The doors opening to greet us, revealed a long vaulted runway, each terraced level complete with it’s own courtyard every 20 feet or so, descending to a pinnacled wall of glass framing a grand piano against an horizon of ocean. All that marbled architecture took me back to the Museum de Anthropologie de Mexico in Jalisco, Mexico. James, my brother, and I had traipsed there from Vera Cruz after my dramatic diabetic discovery in Hospital D’Maria at the beginning of the year. The kids having already returned home we were hard pressed to find something to do with our time while waiting days for our return flight to the states. And here I was again, back in the throws of unwelcome medical mysteries wondering what this venture would mean for my life and that of my family.
Fortunately for her, given my state of angst, Deb had her own room. She’d opted to enroll in the detox program for a week and Sanoviv policy prohibits two patients (not guests, that should be a clue) from sharing a room. The suites, not “rooms” at all, compared favorably to many a five-star hotel in which I’ve had the privilege of accommodation for short periods of time. A king sized bed and generous sitting room were ensconced behind walls of glass. One step out the transparent sliding doors took me onto a covered patio overlooking the thelasso pools, the infinity pool, the lap pool, the palm trees, courtyards and infinite ocean beyond. The marbled bathroom had an unusual feature I couldn’t quite figure out. Not a toilet; the toilet was obvious and located quite logically, I didn’t know what this low bench with a hole in it was, but was wary, indeed.

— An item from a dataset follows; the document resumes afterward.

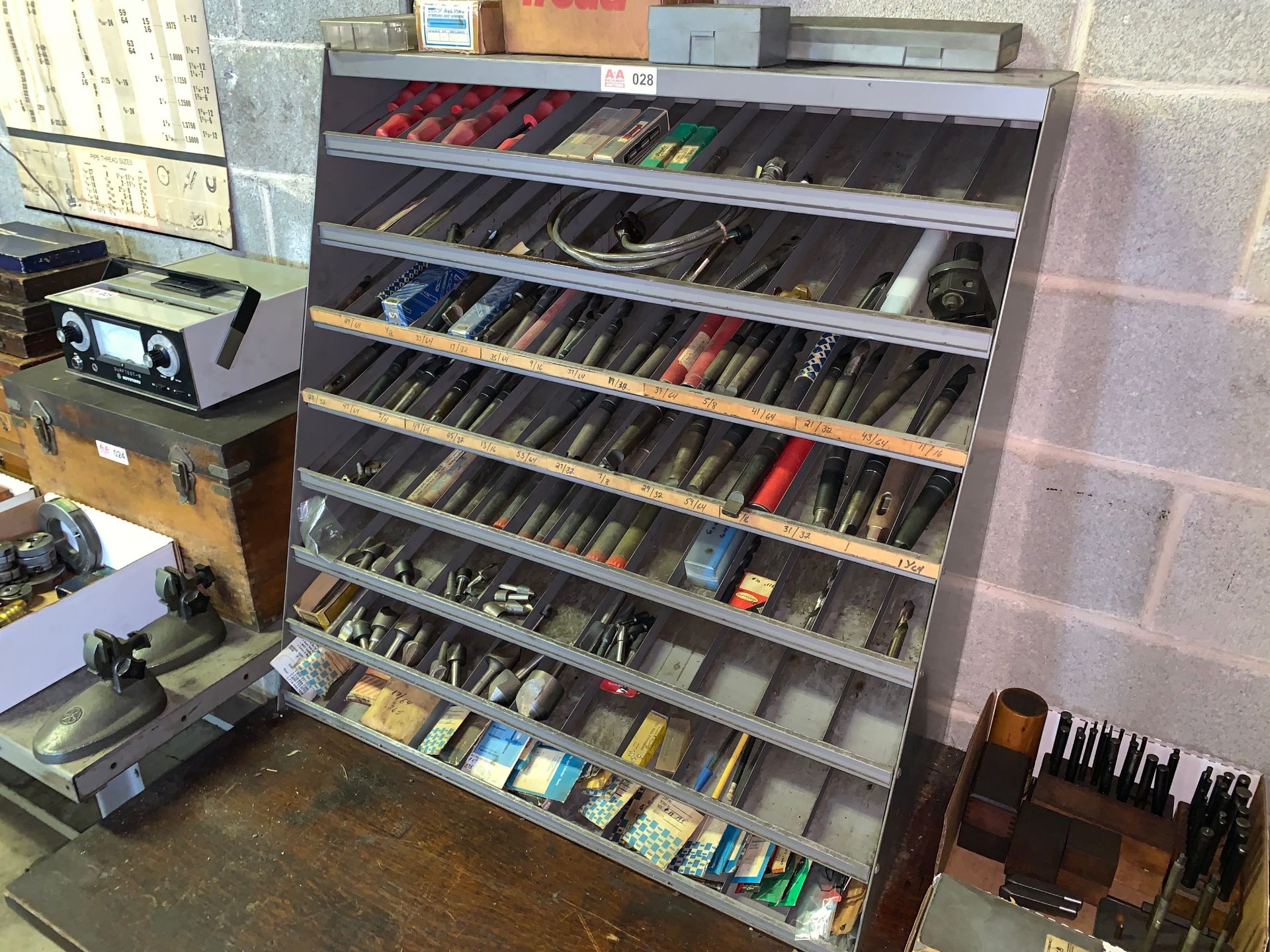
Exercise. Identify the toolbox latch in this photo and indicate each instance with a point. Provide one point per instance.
(44, 427)
(182, 475)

Let’s face it, wary applied to everything with an exponential bump to panicked. What was I doing here? Oh, yeah, it looks nice and the “guest coordinators” greeting us were cordial enough, but here I was almost alone (Deb was one flight up) with all my demons jousting to be first in line to pounce on me. No distracting children, clients, work, chores, or administrative duties to keep the psychical monsters at bay. I knew they’d find their order soon enough, and then I’d really get it. A big, fat, middle-aged woman with chronic degenerative disease coming face to face with all the evils of a life questionably lived. The gig was up. No faking my way through all the impending blood work, urinalysis, stool samples, physical evaluations, x-rays and psychological and nutritional questionnaires. What did I eat as a child? Are you kidding? Of course, one look at me was evidence aplenty. I was going to be caught being me.

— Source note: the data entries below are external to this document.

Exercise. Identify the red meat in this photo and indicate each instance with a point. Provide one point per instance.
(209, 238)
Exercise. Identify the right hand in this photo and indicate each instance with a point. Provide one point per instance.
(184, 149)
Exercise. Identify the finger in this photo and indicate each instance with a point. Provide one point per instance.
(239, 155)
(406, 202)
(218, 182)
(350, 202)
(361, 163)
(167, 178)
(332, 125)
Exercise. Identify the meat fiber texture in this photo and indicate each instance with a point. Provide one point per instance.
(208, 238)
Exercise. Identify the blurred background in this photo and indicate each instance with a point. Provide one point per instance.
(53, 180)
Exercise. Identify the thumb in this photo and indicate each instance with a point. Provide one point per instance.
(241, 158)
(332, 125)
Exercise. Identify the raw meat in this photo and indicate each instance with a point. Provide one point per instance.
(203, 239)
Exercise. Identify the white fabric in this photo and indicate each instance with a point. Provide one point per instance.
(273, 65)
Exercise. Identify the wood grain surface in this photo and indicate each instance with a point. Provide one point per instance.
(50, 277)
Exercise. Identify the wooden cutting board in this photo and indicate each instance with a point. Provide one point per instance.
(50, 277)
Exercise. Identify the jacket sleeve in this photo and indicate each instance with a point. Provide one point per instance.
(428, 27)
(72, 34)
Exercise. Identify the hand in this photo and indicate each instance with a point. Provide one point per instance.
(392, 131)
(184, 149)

The ocean is what got me through the days of being poked, probed, prodded and pried. When I awoke in the middle of that first night, famished, all I could think about was how hungry I was. No, I did not get out of bed and raid the suitcase, but I did wonder how I was going to make it through two weeks of desperation. My gut was roiling from more than hunger. But from what, was still unclear. Knowing I’d be doing a whole lot of listening to myself, my demons, my delusions and, hopefully, my better parts, as well, I began. Yet, all I heard was the crashing waves of the ocean on the wall of rocks below Sanoviv. The more I listened, the more I was absolutely certain the sounds were the same as the rushing blood through my mother’s veins as heard within the walls of her womb.